Pre-flight checks also eliminate waste at the review stage. In Experiment 3 (24-file type refactor), review agents required three iterations before passing. Both failure types were missing imports and duplicate exports from wildcard re-exports. A type-check and a grep would have caught them before any reviewer was spawned. After that run, pre-flight became a permanent pipeline stage: type-check, lint, and targeted pattern-match before any LLM review. Deterministic first, LLM second.

Two preflight primitives shipped in May 2026 push this stage one step earlier than tsc --noEmit. The first is phase enforcement: a phase is declared (scout, plan, implement, review) and the runtime structurally rejects tool calls that don’t fit it, by exit code rather than by prompt hygiene — the same hooks-as-gates pattern Claude Code documents as a concept, now shipped as an enforced runtime contract in an open-source binary (agent-lsp). The second is speculative execution: a hypothetical edit applies in memory, the language server returns its diagnostic delta, and the edit commits to disk only if the delta is empty or expected. A failed speculation costs zero retry tokens because the file was never written.

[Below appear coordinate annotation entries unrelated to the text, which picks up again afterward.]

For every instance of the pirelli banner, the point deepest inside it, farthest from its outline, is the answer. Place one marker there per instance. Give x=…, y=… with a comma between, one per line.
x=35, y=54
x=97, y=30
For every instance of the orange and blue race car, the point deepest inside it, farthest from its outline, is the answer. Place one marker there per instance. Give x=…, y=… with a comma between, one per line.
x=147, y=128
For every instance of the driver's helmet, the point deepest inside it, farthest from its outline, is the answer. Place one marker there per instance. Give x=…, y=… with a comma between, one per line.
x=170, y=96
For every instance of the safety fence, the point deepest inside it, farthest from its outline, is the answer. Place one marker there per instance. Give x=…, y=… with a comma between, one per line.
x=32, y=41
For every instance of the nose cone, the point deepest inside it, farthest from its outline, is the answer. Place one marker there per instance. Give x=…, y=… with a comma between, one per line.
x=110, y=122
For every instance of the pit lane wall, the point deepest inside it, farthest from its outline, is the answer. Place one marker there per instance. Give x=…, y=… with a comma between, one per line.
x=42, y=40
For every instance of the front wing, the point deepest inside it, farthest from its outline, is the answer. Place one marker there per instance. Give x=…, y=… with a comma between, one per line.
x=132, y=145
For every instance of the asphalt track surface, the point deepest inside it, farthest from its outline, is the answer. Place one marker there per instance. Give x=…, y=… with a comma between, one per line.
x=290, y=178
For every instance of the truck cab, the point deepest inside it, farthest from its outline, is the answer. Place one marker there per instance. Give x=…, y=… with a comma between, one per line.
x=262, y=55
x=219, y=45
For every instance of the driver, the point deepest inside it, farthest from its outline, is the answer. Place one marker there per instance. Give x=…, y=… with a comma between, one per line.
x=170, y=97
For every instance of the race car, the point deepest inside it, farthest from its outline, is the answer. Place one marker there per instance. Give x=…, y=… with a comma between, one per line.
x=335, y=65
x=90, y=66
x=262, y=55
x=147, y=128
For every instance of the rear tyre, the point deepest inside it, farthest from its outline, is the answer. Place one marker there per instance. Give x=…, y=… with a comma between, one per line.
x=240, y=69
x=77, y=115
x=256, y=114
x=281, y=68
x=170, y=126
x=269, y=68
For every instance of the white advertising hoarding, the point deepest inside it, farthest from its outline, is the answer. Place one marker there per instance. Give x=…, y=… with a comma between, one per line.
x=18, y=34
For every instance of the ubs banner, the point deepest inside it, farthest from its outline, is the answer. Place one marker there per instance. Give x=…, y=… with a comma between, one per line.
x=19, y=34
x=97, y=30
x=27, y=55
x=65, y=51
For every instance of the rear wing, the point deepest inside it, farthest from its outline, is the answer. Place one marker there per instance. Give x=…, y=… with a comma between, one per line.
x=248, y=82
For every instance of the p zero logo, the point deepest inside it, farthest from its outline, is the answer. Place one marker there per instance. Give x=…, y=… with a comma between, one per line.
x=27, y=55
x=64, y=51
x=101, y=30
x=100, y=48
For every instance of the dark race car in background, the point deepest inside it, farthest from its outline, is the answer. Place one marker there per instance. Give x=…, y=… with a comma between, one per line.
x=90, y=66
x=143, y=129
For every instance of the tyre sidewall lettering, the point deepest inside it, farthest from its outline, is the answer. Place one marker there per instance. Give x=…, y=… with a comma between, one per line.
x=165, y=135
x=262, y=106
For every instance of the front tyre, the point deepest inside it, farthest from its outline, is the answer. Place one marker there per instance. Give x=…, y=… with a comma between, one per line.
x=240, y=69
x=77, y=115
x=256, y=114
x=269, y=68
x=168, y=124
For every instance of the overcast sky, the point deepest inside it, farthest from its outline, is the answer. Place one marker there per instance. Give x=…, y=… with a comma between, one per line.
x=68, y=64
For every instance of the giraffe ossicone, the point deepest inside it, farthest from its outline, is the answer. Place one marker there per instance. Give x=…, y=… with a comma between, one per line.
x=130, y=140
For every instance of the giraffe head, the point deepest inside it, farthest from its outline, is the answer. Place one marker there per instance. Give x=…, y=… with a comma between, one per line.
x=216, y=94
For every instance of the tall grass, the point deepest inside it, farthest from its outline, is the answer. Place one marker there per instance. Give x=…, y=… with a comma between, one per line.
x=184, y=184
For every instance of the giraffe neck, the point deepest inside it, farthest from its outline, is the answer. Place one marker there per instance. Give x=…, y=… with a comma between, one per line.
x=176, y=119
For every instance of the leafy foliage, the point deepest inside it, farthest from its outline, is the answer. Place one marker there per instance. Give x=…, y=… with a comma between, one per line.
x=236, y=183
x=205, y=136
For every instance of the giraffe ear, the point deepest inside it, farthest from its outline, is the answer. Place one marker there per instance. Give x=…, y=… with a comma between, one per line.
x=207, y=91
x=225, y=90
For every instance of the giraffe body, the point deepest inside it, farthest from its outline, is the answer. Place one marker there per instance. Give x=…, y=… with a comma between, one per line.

Neither primitive fixes model quality; both are gates that prevent the existing model from corrupting state through plausible-but-wrong edits, and both push the verification cost from after-the-fact review to before-the-fact prevention. 🟡

AI-generated code demands more review effort by default. Across 8.1 million pull requests, AI code required 1.7× more review revisions than human-written code. Pre-flight checks don’t close that gap; they ensure reviewers spend cycles on logic and architecture, not compiler errors.

A deterministic gate catches defects that an oracle already tests for. If no oracle tests for a defect class, the gate sees nothing.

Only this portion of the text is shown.